Hillsdale College’s one-year-old Col­le­giate Scholars Program is seeking appli­cants for its second class of stu­dents.

The program, for­merly known as the Hillsdale Honors Program, offers sem­inars, campus lec­tures and dis­cus­sions, retreats, trips abroad, and a senior thesis oppor­tunity to accepted stu­dents. The program received a makeover in March 2016, changing its name, admis­sions policies, and aca­demic require­ments but retaining its purpose: to enrich stu­dents’ aca­demic expe­rience.

“The program is ideal for anyone who wishes to dig more deeply into the kinds of readings, ideas, and problems exem­plified in the college’s core cur­riculum,” Program Director and Assistant Pro­fessor of Clas­sical Studies Eric Hutchinson said. “In joining the program, you will be joining a group of highly moti­vated, inquis­itive stu­dents and ongoing dia­logue about the arts and sci­ences in the Western tra­dition.”

Unlike the Honors Program — which invited incoming freshmen to apply based on their stan­dardized test scores, their resume, and three essays — the Col­le­giate Scholars Program con­siders stu­dents’ per­for­mance during their first two semesters at Hillsdale before admitting them.

As a result of waiting to admit freshmen, the Col­le­giate Scholars Program elim­i­nated honors coursework. For­merly, honors stu­dents took honors sec­tions of the Western and American her­itages, Great Books I and II, and the U.S. Con­sti­tution.

Nev­er­theless, Col­le­giate Scholars Co-Pres­ident junior Noah Weinrich said the program’s emphasis on learning, growth, and inter­dis­ci­plinary study has remained strong.

“Freshmen should know that the program is not some massive time sink but is some­thing that has really affected the course of study for many Col­le­giate Scholars,” Weinrich said. “We are a com­munity above all else, and that is more important than the events and the sem­inars we sign up for.
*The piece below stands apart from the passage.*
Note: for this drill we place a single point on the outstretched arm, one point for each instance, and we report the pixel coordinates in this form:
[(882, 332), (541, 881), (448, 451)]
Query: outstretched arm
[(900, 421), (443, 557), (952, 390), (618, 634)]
It has probably been the best use of my time at Hillsdale.”

The honors classwork had developed a close-knit com­munity that defined the Honors Program, junior Anna Meckel said, expressing con­cerns that those bonds are weak­ening.

“Honors upper­classmen befriended me, offered advice, and passed down tra­di­tions and legends from pre­vious years in the program,” Meckel said. “I took my core human­ities classes with the same group of 30 honors stu­dents. Spending two years studying great books and her­itage with a cohort of fellow stu­dents was an incredible oppor­tunity and a great bonding expe­rience.”

Senior Luke Zahari, former co-pres­ident of the Honors Program, agreed: “Our dis­cus­sions went a little dif­fer­ently than a normal class of stu­dents, because we knew each other so well. We knew what everyone else was thinking whenever any issue came up in class.”

Sophomore Co-Pres­ident Gill West, however, said the program pro­vides him with the oppor­tunity to get out of the busy schedule of a college student and focus on con­ver­sa­tions within a serious intel­lectual com­munity.

“I have a very strong group of friends within the program,” West said. “I have met some of the most thoughtful, serious, and intel­ligent people within this group, which makes me all the happier that I applied.”

Although West said it might be nice to take three-credit classes with his col­leagues, he said he likes the freedom of planning his own schedule and thought that the Col­le­giate Scholars sem­inars provide the group with plenty of classes together.

Inter­ested stu­dents with a GPA of 3.4 or higher may apply to Col­le­giate Scholars by sub­mitting a resume, three faculty rec­om­men­da­tions, and an essay answering the application’s question to Hutchinson by March 20.